The exemption is available in this connection. Three other reliefs are available to alleviate the position on the de-grouping charge in general.

  1. The transferee company can claim rollover relief on the notional gain, provided that the criteria for rollover relief are met
  2. The transferee company can elect for the notional gain to be re-allocated to another member of the group which it has left
  3. If the election in 2. above has been made, then the company to which the notional gain is re-allocated will be able to claim rollover relief as in 1. above

Of course, shares do not qualify for rollover relief, so 2. above will be the only one of the above which is helpful in the context of intra-group share transfers, if the criteria for exemption are not met.

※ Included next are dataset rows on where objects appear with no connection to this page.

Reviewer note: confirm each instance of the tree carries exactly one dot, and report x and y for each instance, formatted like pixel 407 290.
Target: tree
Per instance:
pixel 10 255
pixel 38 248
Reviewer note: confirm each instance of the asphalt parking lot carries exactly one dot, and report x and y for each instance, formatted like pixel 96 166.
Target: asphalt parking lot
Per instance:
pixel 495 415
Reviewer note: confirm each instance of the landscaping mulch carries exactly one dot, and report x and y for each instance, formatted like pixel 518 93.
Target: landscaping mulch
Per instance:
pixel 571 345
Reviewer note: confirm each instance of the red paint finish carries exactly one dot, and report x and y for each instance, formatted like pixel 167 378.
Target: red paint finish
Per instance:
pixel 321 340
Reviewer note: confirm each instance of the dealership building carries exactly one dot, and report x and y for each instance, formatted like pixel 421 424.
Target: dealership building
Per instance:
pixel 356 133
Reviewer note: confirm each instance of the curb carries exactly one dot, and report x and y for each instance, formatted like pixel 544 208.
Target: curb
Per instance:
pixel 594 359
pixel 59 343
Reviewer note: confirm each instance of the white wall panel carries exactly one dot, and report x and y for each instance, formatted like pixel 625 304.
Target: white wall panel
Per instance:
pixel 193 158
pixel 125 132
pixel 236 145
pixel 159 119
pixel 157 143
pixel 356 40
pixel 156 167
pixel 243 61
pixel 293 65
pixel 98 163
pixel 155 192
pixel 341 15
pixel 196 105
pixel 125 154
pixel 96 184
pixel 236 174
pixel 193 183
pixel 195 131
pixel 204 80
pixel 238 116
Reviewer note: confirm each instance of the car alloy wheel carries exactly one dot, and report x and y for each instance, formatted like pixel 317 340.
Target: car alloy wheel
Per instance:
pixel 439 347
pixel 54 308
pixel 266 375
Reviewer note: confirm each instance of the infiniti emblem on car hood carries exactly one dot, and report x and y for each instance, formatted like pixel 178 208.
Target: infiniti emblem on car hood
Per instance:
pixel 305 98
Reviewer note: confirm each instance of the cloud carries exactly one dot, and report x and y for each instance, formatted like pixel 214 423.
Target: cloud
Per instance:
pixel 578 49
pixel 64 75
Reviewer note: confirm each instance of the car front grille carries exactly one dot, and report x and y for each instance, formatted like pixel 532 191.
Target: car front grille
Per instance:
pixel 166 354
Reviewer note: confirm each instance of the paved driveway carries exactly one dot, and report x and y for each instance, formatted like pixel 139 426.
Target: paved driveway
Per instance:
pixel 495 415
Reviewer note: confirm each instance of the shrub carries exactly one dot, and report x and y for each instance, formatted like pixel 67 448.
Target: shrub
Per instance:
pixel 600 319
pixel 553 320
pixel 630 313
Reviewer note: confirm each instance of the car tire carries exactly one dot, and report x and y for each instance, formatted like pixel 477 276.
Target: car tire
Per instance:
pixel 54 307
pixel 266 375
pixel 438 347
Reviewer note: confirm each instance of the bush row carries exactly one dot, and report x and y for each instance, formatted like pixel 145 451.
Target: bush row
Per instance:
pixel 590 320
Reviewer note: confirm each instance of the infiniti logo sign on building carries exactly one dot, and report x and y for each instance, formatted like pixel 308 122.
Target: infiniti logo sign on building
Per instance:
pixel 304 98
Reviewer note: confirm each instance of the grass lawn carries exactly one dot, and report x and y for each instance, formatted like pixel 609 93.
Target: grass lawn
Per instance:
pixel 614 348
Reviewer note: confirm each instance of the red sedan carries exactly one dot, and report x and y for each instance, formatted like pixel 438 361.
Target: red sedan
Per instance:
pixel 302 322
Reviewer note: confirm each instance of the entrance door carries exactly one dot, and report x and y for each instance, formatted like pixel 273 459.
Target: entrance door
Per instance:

Are there any anti-avoidance rules? 

Yes, and these are potentially wide-ranging.

The rules cover the situation where a substantial part of the gain arising on the disposal is attributable to untaxed accrued profits in the investee company and the "sole or main benefit" arising from the disposal is taking advantage of the new exemption. This is probably aimed mainly at the situation where the investee company holds a property which would give rise to a large gain on disposal.


Tax planning possibilities

  • Optimise capital losses by way of negligible value claims (in appropriate circumstances), or by ensuring that the "10% rule" or the "12-months" rule is not met
  • Optimise the exemption by ensuring that all the criteria are met in connection with a proposed disposal.

Disclaimer

These notes are not intended to be exhaustive and they should not be regarded as such. Neither do these notes offer specific advice. They are merely an outline of the subject matter.

No liability will be accepted in respect of actions taken or refrained from as a result of information given herein. Specific professional advice should always be obtained.